Rio Tinto Group (RIO), the world’s third- largest mining company, is reviewing its Bell Bay aluminum smelter in Australia because of rising costs and declines in prices for the lightweight metal.
“We are leaving no stone unturned as we try to make Bell Bay resilient in any market conditions,” Ray Mostogl, general manager at the Bell Bay operations said today in an e-mail, without detailing the options of the Tasmanian operation. “The aluminum sector in Australia is facing tough market conditions in the form of a high exchange rate, higher costs of production and low aluminum prices.”
Rio Tinto may shut the smelter to cut losses of as much as A$200,000 ($215,000) a day, threatening as many as 600 jobs, the Australian Financial Review reported today, without citing anyone. Rio Tinto, which swung to a second-half loss after writing down the value of its aluminum business by $8.9 billion, is joining global producers including United Co. Rusal and Alcoa Inc. (AA) in reviewing output after prices slumped 18 percent in 2011.

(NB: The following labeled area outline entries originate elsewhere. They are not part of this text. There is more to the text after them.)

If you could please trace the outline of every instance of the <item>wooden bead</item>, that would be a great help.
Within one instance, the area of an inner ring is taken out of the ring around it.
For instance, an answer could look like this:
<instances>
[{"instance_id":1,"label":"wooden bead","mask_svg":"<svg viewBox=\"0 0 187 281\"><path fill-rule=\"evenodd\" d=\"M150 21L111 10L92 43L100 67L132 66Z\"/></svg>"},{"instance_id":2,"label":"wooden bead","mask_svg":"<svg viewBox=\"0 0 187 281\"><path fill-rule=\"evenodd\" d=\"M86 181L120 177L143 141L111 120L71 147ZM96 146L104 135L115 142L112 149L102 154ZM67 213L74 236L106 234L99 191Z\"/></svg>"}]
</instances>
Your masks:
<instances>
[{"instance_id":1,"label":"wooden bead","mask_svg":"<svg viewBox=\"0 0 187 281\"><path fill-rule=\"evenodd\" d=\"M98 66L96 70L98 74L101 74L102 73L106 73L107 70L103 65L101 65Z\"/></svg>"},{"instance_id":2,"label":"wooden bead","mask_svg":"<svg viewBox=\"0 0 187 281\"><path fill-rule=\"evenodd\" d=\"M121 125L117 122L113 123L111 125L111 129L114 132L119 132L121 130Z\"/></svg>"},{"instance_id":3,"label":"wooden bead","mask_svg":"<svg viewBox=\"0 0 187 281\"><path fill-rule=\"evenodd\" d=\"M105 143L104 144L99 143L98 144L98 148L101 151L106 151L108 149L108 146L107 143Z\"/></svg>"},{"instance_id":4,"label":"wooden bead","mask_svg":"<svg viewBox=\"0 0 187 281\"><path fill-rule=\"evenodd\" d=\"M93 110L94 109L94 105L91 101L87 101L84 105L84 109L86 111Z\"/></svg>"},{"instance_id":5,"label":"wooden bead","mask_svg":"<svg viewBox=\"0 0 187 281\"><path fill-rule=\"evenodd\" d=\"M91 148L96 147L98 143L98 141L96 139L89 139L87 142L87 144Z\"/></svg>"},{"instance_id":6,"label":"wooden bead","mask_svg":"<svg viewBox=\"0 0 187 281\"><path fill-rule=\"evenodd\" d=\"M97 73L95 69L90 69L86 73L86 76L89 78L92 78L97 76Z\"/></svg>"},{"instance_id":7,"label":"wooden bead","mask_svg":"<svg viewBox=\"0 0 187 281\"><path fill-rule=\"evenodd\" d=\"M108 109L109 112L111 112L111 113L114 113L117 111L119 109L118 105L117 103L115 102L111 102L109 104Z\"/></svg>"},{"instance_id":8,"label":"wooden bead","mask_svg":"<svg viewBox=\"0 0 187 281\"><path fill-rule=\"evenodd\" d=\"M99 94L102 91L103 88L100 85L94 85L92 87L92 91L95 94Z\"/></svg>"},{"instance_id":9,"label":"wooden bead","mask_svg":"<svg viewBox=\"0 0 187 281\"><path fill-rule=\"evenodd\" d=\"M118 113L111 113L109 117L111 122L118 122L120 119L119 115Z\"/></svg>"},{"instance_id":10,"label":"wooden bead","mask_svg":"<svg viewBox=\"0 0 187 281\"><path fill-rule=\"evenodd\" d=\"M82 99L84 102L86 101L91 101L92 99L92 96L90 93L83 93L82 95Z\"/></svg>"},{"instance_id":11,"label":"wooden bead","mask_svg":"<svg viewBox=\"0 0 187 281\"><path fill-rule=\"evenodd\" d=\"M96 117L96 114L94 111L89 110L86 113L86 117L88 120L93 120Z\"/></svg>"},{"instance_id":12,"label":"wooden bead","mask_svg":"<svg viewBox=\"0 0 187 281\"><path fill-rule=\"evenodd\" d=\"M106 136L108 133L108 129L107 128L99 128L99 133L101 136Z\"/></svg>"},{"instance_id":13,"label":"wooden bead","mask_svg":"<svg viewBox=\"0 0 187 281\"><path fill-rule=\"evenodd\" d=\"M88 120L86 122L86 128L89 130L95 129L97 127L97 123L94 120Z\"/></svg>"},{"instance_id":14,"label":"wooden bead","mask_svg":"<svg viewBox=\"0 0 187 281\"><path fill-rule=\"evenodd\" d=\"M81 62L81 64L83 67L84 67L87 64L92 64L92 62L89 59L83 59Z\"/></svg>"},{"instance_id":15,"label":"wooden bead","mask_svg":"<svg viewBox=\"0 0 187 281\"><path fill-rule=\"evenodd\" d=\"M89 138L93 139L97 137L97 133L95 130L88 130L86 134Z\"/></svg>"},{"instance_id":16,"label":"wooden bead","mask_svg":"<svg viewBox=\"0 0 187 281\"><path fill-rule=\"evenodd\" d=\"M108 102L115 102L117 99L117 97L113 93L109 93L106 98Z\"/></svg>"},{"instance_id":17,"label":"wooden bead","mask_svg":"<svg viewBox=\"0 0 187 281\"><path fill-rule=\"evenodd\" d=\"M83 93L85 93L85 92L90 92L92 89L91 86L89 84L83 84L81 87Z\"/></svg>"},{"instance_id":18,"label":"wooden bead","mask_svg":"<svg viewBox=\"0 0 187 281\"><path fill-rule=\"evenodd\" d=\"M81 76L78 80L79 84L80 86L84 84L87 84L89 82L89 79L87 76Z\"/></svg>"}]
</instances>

“Bell Bay is not immune from these tough conditions,” Mostogl said.
Rio shares fell 1.3 percent to A$65.09 at the close in Sydney today, compared with the 0.2 percent decline in the benchmark stock index.
Bell Bay is among 13 aluminum assets the company said in October will be put up for sale. The smelter produced 181,000 metric tons in 2011, out of Rio’s total aluminum output of 3.8 million tons, the company said in January.
Alcoa said last month it may cut production at its Point Henry smelter in Victoria state following a review of the operations due by the end of June.